'The Handmaid's Tale' Sequel Is Also Being Adapted For Hulu
Last year, award-winning author Margaret Atwood announced that she was writing a sequel to her acclaimed novel The Handmaid's Tale. It's called The Testaments, and it's also set in the oppressive religious community of Gilead but told from the perspectives of several characters instead of being in the head of the first book's protagonist, June (aka Offred). The Testaments hits bookshelves next week, and today multiple reports have confirmed that Hulu and MGM, the companies behind the Emmy-winning TV version of The Handmaid's Tale, are also developing the sequel for Hulu – though it's still unclear whether this will be worked into the existing show, or if it will be a separate show altogether.
Time first broke the news about The Handmaid's Tale sequel show today, and io9 received the following statement from a Hulu spokesperson when they inquired about what form The Testaments might take:
MGM and Hulu are currently in discussions with Handmaid's showrunner Bruce Miller about how the upcoming novel can become an important extension to the immensely popular award-winning series The Handmaid's Tale.
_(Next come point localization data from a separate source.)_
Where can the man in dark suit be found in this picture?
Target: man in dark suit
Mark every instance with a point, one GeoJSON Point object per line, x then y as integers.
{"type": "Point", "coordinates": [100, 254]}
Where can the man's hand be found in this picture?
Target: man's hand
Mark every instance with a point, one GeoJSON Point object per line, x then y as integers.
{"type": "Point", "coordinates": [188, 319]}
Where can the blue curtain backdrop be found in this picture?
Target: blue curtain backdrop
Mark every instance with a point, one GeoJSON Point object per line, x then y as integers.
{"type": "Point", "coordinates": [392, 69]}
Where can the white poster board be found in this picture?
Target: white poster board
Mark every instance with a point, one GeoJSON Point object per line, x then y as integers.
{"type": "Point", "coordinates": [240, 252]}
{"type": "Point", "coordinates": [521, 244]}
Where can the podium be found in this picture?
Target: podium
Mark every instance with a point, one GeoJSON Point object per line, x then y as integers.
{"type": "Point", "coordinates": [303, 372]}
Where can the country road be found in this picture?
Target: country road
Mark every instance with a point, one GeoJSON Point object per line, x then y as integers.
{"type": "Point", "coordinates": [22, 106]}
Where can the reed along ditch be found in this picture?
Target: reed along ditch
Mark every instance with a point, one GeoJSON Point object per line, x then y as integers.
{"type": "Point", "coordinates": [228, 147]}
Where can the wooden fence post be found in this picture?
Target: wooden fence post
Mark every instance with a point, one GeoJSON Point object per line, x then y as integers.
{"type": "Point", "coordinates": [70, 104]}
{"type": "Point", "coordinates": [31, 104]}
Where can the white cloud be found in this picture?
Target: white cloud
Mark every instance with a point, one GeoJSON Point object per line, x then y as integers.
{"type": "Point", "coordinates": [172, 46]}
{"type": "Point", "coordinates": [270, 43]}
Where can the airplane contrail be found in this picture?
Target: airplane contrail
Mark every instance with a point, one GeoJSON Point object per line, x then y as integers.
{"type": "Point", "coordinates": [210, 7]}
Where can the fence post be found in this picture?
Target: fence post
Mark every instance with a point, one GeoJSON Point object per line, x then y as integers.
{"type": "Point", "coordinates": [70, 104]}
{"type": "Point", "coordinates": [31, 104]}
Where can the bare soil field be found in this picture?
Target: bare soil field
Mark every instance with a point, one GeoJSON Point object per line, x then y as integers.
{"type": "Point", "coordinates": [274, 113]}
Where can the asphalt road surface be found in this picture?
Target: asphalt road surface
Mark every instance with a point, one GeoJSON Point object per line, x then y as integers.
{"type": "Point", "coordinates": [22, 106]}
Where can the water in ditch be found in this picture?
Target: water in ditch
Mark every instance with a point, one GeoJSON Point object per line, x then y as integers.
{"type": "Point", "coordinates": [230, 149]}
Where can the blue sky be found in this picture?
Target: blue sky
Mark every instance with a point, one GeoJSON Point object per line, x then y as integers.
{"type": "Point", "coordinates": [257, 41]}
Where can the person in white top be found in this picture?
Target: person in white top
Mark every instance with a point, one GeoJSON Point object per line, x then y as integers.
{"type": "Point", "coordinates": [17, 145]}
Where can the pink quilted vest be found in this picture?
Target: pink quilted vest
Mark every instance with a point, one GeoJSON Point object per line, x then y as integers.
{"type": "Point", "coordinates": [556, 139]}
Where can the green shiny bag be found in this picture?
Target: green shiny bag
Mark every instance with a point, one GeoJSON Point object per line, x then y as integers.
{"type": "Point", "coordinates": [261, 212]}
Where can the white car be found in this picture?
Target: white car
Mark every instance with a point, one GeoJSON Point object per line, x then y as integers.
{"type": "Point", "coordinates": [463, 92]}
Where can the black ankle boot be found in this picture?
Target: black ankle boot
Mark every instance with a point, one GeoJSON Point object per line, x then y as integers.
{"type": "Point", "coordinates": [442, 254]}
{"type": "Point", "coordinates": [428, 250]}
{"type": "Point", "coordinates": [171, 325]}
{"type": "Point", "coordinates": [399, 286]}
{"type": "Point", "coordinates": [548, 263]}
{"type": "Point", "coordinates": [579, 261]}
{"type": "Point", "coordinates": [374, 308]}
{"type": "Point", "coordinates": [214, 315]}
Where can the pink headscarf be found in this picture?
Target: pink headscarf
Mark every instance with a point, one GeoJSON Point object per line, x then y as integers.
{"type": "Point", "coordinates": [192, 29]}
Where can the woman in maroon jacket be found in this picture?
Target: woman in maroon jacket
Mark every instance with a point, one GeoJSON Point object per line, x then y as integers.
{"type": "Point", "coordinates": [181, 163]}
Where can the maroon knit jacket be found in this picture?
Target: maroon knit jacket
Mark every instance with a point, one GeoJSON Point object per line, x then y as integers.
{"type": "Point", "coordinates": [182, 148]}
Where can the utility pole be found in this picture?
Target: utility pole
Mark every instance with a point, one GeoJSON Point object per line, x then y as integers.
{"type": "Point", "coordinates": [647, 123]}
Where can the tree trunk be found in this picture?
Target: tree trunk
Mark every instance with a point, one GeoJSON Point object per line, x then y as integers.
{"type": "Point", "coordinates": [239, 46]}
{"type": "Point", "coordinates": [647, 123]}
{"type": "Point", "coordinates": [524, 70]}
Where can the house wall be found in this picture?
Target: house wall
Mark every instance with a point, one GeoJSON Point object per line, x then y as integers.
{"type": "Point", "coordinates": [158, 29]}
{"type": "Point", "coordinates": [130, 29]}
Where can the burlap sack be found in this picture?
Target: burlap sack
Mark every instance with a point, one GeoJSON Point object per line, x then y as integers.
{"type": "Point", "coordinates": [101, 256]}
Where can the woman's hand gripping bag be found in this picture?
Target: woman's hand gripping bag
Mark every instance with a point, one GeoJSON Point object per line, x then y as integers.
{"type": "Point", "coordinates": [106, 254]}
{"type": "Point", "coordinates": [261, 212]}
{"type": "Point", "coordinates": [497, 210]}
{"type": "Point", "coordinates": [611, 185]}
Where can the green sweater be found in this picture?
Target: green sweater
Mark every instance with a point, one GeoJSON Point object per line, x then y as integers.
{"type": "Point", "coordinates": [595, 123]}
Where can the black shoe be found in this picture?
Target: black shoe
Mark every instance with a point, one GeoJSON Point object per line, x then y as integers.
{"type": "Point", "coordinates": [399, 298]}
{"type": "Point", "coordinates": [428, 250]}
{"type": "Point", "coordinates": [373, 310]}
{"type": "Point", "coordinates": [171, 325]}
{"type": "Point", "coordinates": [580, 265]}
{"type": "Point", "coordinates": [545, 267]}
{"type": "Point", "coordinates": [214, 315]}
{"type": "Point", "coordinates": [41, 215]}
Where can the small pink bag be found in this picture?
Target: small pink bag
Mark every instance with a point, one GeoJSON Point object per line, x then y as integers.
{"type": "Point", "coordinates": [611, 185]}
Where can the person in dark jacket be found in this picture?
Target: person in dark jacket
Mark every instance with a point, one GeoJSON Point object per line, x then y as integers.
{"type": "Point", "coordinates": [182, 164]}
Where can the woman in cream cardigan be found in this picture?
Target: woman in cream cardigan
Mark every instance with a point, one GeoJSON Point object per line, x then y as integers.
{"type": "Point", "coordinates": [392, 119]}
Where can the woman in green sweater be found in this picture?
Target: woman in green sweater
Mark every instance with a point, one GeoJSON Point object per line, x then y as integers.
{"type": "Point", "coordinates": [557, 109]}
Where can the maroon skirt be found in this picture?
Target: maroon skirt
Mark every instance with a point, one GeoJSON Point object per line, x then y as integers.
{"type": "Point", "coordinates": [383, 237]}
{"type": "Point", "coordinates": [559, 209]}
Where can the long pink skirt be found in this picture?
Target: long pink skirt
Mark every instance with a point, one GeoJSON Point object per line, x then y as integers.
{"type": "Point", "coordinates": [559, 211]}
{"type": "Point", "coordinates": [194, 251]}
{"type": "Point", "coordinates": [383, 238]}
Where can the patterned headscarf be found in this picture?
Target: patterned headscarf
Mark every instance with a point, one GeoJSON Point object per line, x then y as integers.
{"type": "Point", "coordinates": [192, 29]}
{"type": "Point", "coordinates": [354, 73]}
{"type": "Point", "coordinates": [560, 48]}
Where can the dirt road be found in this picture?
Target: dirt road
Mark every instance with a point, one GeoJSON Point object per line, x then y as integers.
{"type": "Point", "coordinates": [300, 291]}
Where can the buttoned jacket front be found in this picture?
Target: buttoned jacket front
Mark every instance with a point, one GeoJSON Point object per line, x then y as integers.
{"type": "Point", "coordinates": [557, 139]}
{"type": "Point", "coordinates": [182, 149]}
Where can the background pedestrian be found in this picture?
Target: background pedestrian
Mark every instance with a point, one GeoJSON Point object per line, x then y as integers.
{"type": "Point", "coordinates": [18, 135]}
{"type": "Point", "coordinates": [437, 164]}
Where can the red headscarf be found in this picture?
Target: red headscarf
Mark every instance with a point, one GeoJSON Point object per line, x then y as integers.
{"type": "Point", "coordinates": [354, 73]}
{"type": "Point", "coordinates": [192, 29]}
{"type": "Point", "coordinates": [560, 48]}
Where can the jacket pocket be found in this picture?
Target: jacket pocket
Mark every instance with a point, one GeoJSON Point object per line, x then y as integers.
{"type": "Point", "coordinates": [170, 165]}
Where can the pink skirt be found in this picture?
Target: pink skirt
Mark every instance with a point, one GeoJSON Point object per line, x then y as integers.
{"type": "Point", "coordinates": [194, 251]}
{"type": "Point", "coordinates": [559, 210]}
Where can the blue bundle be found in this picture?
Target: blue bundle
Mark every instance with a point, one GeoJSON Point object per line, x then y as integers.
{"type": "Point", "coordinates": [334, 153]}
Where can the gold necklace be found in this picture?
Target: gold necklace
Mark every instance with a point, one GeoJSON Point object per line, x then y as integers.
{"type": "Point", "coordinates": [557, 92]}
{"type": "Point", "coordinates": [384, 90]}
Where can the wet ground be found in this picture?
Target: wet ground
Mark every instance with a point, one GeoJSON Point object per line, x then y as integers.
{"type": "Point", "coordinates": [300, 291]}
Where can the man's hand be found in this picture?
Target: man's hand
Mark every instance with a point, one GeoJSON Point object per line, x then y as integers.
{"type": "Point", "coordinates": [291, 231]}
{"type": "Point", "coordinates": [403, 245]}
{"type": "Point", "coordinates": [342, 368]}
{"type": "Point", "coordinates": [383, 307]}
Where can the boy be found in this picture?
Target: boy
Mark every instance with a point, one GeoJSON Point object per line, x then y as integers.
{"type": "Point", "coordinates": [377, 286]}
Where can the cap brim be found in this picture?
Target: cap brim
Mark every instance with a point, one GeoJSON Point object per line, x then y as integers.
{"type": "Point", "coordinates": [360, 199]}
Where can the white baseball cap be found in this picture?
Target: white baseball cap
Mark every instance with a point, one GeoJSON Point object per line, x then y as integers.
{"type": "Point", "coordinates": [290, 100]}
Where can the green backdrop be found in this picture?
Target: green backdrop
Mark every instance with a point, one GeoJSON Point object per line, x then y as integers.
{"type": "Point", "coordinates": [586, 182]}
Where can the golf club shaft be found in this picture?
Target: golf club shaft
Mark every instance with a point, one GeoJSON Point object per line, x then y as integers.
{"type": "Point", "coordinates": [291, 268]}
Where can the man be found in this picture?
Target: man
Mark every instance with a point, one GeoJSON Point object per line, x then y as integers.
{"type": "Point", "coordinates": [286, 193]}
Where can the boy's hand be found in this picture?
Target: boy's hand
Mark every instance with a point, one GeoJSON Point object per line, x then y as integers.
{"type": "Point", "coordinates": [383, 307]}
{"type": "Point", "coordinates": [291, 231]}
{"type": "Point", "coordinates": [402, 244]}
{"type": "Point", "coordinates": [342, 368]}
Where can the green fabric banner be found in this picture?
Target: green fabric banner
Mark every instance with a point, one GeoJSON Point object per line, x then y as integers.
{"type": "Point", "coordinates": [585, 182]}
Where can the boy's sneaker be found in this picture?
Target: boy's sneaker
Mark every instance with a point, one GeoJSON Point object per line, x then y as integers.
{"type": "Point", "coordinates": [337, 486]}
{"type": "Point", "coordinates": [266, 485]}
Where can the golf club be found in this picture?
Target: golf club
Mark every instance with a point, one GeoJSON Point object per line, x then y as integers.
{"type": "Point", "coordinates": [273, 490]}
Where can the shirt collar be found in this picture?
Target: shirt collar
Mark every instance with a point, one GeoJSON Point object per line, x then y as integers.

The new book, which was supposed to debut on September 10 but has already been released to a small number of buyers due to an Amazon retailer error, takes place fifteen years after the end of Atwood's original novel. That first book ended ambiguously, with June thrown in the back of a van with her fate hanging in the balance. (The first season of the Hulu series followed the book closely even down to that ending, but has since expanded the story in its own directions.)
The Testaments has three different narrators: a young woman raised in the oppressive society of Gilead; a Canadian teen who learns she was actually born there; and Aunt Lydia, one of the villains of the first book who oversees the handmaids. Ann Dowd portrays Aunt Lydia on The Handmaid's Tale, and while it's still unknown if she'll reprise the role in whatever visual form The Testaments ends up taking, she's returning to voice the character in the new audiobook alongside Bryce Dallas Howard and Mae Whitman as the other POV characters.
Personally, I'd love to see The Handmaid's Tale jump ahead to pick up the action with Aunt Lydia and these new characters, because while the third season of the show had the occasional bright spot, it largely felt as if it was treading water. Atwood herself realized the show's pacing has slowed dramatically, telling Time, "They can't keep Offred in Gilead for many more seasons, or a certain amount of wheel spinning will be going on. They have to move her along — and I've given them lots of ways of how that would happen."
At this point, I'd prefer a break from Offred's story (no shade to Elisabeth Moss, who's done incredible work in the lead role) and would love to see some of that plotline's dangling questions answered by other characters, but we'll have to wait and see how all this plays out.